Gene editing Following the discovery that CRISPR technology completed its first regular delivery to the human body as a drug, Intellia Therapeutics CEO John Leonard said he hoped to provide gene therapy to patients “very soon.”
“These approaches will undergo standard clinical trials where any drug or gene therapy is studied, so we are in the early stages of this phase,” Leonard said on Acesparks’s “Close Call” on Thursday afternoon.
He said the company expects medical technology to undergo standardized testing in the next few years, “but our hope is that it will be available to patients very soon.”
CRISPR, or short palindromic recurrences with regular intervals, effectively cuts off genomes and DNA to treat genetic diseases.

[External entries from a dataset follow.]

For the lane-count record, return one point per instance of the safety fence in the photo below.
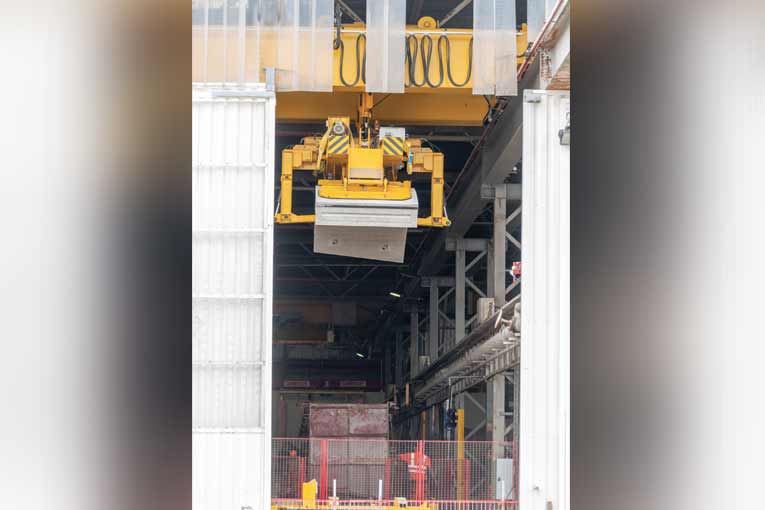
(445, 473)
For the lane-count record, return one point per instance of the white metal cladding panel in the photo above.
(544, 400)
(506, 49)
(227, 330)
(386, 21)
(536, 17)
(227, 396)
(494, 48)
(305, 60)
(234, 40)
(224, 478)
(228, 265)
(232, 167)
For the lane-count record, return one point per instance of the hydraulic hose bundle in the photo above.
(416, 49)
(425, 45)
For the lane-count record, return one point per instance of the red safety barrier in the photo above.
(375, 469)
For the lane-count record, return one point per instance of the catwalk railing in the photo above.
(446, 473)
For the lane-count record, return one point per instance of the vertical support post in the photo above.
(388, 362)
(495, 422)
(399, 370)
(433, 320)
(323, 476)
(437, 189)
(286, 184)
(500, 244)
(495, 409)
(282, 416)
(459, 292)
(420, 463)
(460, 453)
(516, 426)
(490, 269)
(414, 343)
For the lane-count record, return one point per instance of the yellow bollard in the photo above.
(309, 491)
(460, 453)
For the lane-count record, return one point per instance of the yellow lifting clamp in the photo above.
(362, 192)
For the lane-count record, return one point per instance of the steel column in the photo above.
(414, 341)
(500, 244)
(490, 270)
(433, 318)
(459, 301)
(399, 370)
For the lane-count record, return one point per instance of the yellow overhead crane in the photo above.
(364, 202)
(363, 205)
(367, 166)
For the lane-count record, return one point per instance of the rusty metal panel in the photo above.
(328, 421)
(349, 420)
(368, 421)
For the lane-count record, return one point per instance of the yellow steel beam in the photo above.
(408, 109)
(230, 58)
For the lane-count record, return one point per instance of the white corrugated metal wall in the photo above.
(544, 400)
(233, 183)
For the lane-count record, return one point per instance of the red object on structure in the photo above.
(417, 464)
(516, 269)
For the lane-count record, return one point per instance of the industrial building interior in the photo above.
(343, 326)
(383, 297)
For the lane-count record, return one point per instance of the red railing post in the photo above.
(420, 460)
(387, 478)
(301, 474)
(323, 467)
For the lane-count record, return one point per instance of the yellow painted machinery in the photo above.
(365, 201)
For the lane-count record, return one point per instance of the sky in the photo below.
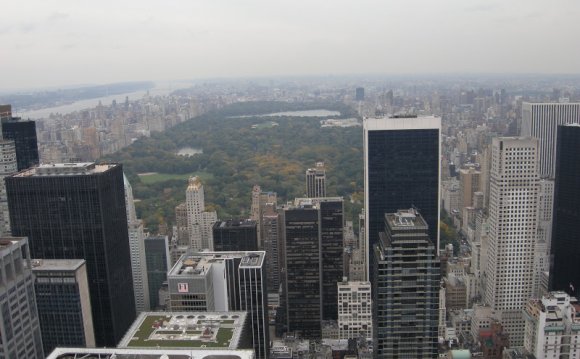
(51, 43)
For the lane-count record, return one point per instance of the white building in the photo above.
(541, 120)
(552, 327)
(512, 230)
(199, 221)
(137, 248)
(354, 310)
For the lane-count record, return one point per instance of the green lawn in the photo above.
(162, 177)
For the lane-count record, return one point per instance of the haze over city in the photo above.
(60, 43)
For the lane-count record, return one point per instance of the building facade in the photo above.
(406, 289)
(401, 170)
(64, 305)
(19, 324)
(77, 210)
(513, 214)
(541, 121)
(564, 271)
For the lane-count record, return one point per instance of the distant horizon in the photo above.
(344, 76)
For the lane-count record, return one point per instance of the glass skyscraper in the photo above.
(77, 211)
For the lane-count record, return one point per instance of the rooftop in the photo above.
(205, 330)
(199, 263)
(56, 264)
(65, 169)
(111, 353)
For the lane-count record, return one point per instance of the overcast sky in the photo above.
(63, 42)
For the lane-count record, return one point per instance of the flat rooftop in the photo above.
(56, 264)
(199, 263)
(65, 169)
(203, 330)
(110, 353)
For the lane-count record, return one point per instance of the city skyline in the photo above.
(254, 38)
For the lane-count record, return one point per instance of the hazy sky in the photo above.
(61, 42)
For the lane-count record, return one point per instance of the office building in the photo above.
(157, 264)
(77, 211)
(64, 305)
(564, 271)
(150, 353)
(354, 310)
(552, 328)
(541, 120)
(316, 181)
(235, 235)
(23, 133)
(199, 222)
(401, 170)
(224, 281)
(513, 216)
(406, 285)
(137, 247)
(19, 325)
(314, 262)
(7, 167)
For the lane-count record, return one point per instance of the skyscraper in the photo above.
(23, 133)
(564, 271)
(224, 281)
(513, 214)
(138, 263)
(316, 181)
(199, 221)
(401, 156)
(19, 323)
(313, 253)
(406, 286)
(158, 264)
(235, 235)
(77, 211)
(540, 120)
(7, 168)
(64, 304)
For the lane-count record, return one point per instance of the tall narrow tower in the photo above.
(402, 170)
(514, 187)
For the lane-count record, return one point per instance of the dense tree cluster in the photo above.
(236, 156)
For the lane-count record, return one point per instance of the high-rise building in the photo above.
(235, 235)
(401, 162)
(564, 269)
(552, 328)
(77, 211)
(157, 264)
(63, 301)
(513, 215)
(7, 168)
(313, 254)
(540, 120)
(23, 133)
(137, 246)
(355, 310)
(19, 323)
(224, 281)
(199, 222)
(406, 283)
(316, 181)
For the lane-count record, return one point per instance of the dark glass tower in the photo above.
(405, 289)
(565, 248)
(23, 133)
(156, 257)
(235, 235)
(77, 211)
(402, 164)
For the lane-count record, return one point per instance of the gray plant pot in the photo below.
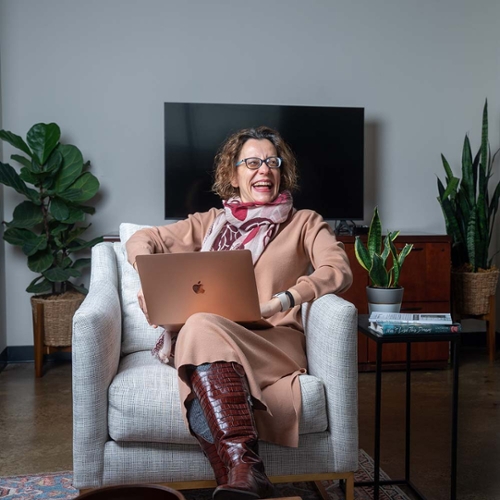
(384, 299)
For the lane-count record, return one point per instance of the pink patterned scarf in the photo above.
(249, 226)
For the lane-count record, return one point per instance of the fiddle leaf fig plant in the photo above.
(384, 272)
(468, 207)
(48, 224)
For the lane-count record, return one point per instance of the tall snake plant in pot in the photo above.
(381, 259)
(48, 224)
(469, 207)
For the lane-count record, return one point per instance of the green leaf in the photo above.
(42, 139)
(59, 209)
(34, 245)
(29, 177)
(375, 235)
(26, 215)
(75, 273)
(484, 139)
(362, 254)
(72, 167)
(84, 188)
(467, 172)
(471, 241)
(57, 228)
(378, 273)
(44, 286)
(447, 168)
(9, 177)
(15, 141)
(41, 261)
(21, 159)
(36, 167)
(54, 162)
(57, 274)
(399, 260)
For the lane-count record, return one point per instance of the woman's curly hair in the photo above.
(226, 158)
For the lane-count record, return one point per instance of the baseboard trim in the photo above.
(26, 354)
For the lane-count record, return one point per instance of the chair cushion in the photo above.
(144, 403)
(137, 334)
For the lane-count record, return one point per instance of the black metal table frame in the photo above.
(380, 340)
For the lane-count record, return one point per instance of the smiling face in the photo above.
(260, 185)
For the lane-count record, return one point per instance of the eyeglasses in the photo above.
(255, 163)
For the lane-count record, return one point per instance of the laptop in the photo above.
(177, 285)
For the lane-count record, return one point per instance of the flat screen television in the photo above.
(327, 141)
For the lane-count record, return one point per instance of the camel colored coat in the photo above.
(272, 358)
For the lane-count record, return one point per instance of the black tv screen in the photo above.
(327, 141)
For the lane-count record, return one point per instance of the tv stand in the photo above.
(349, 228)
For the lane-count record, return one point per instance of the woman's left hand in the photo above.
(270, 308)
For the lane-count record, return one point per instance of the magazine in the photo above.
(419, 319)
(407, 328)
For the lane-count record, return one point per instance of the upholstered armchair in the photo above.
(127, 420)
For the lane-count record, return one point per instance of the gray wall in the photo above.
(102, 70)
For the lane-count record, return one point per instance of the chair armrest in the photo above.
(96, 355)
(332, 352)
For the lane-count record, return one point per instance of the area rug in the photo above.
(59, 486)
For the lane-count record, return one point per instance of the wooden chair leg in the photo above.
(38, 340)
(349, 487)
(321, 489)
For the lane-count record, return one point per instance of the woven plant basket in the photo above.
(58, 311)
(471, 291)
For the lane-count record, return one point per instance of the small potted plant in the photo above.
(383, 262)
(469, 207)
(48, 224)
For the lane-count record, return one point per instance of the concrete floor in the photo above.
(36, 424)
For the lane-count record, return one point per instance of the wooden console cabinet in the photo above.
(426, 280)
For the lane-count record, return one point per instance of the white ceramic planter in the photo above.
(384, 299)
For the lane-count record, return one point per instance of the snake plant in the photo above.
(384, 272)
(468, 210)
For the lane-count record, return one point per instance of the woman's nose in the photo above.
(264, 167)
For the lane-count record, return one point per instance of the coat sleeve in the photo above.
(332, 271)
(183, 236)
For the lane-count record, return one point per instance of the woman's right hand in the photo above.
(142, 305)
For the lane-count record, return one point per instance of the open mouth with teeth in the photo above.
(263, 186)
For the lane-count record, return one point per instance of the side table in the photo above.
(380, 340)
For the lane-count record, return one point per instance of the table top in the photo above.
(403, 337)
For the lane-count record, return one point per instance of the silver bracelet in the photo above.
(284, 298)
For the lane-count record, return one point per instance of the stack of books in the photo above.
(394, 323)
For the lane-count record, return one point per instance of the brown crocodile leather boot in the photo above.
(225, 399)
(210, 451)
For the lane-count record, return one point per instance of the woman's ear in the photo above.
(234, 181)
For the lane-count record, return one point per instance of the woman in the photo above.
(225, 370)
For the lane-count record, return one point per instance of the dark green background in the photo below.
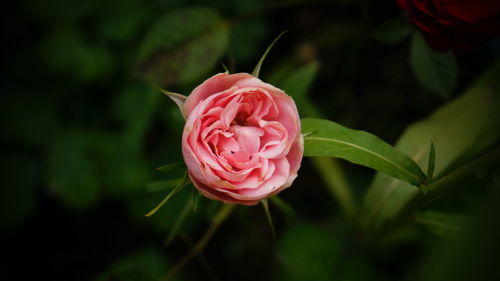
(82, 131)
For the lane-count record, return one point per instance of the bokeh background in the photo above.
(83, 129)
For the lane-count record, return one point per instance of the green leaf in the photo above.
(173, 170)
(442, 224)
(18, 195)
(331, 139)
(438, 72)
(172, 167)
(460, 131)
(265, 206)
(163, 185)
(183, 45)
(177, 98)
(183, 183)
(392, 31)
(256, 70)
(431, 165)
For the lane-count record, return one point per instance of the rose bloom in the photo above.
(241, 141)
(455, 24)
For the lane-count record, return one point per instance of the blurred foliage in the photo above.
(83, 130)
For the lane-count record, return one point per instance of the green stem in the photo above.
(454, 180)
(334, 178)
(220, 217)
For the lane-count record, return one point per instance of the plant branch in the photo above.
(334, 178)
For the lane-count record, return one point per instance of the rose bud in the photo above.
(454, 24)
(241, 141)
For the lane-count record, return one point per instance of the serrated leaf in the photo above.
(331, 139)
(438, 72)
(256, 70)
(392, 31)
(182, 46)
(460, 131)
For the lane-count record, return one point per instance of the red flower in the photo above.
(455, 24)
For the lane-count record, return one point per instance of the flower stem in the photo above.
(454, 180)
(220, 217)
(334, 178)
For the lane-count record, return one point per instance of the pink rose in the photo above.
(242, 141)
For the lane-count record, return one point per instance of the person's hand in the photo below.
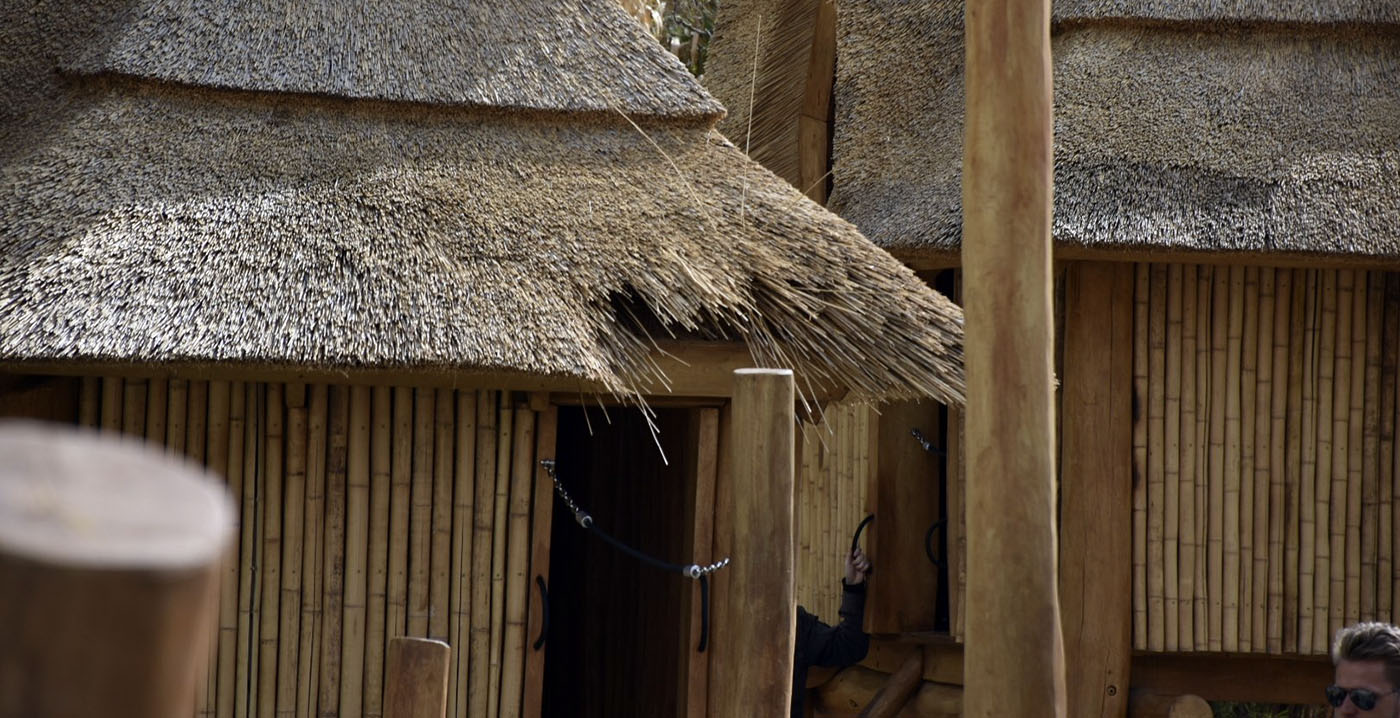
(856, 567)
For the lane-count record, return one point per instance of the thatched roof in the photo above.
(147, 217)
(1242, 126)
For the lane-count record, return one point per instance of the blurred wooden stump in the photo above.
(109, 557)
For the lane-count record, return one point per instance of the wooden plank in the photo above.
(357, 539)
(441, 535)
(517, 563)
(542, 517)
(377, 592)
(483, 525)
(333, 560)
(762, 508)
(906, 484)
(416, 678)
(1096, 487)
(464, 501)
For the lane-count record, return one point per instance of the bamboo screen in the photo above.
(1264, 428)
(830, 503)
(366, 512)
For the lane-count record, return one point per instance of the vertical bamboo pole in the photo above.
(1157, 608)
(1248, 396)
(401, 508)
(1371, 449)
(1186, 462)
(1014, 658)
(1220, 371)
(762, 571)
(464, 503)
(440, 559)
(381, 462)
(1340, 454)
(333, 561)
(1140, 392)
(517, 567)
(499, 536)
(420, 521)
(294, 505)
(1229, 584)
(219, 456)
(1355, 448)
(353, 630)
(1204, 510)
(312, 553)
(270, 580)
(240, 447)
(483, 529)
(90, 402)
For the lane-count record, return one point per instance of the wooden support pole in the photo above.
(109, 560)
(416, 679)
(1015, 658)
(753, 645)
(1096, 507)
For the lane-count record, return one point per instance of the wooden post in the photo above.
(753, 647)
(416, 679)
(1015, 658)
(109, 566)
(1096, 505)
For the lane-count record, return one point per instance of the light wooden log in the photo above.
(273, 449)
(416, 678)
(381, 462)
(401, 508)
(1140, 445)
(483, 525)
(420, 518)
(1171, 448)
(1096, 487)
(758, 640)
(517, 563)
(1371, 451)
(464, 503)
(1014, 657)
(1152, 706)
(499, 539)
(441, 511)
(293, 535)
(353, 622)
(896, 692)
(109, 561)
(1186, 462)
(1339, 503)
(702, 468)
(333, 561)
(312, 552)
(242, 451)
(1248, 391)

The latest development, a test result between Intellia and Regeneron Biotechnology, cured a rare disease after it was sent as an IV infusion. Previously, other applications of CRISPR technology were limited to ex vivo therapy or the removal of cells from the body for genetic manipulation in the laboratory and then reintroduced into the body.
“What excites us about this is that we have been able to completely inactivate this gene and have made great strides in the clinical impact of the patient, and therefore in the field of gene editing,” Leonard said.
Consequences of heart disease, diabetes and extensive disease
CRISPR has extensive applications, and Leonard points out that a lot of work is being done to target some of the most common diseases and causes of death, such as heart disease and diabetes.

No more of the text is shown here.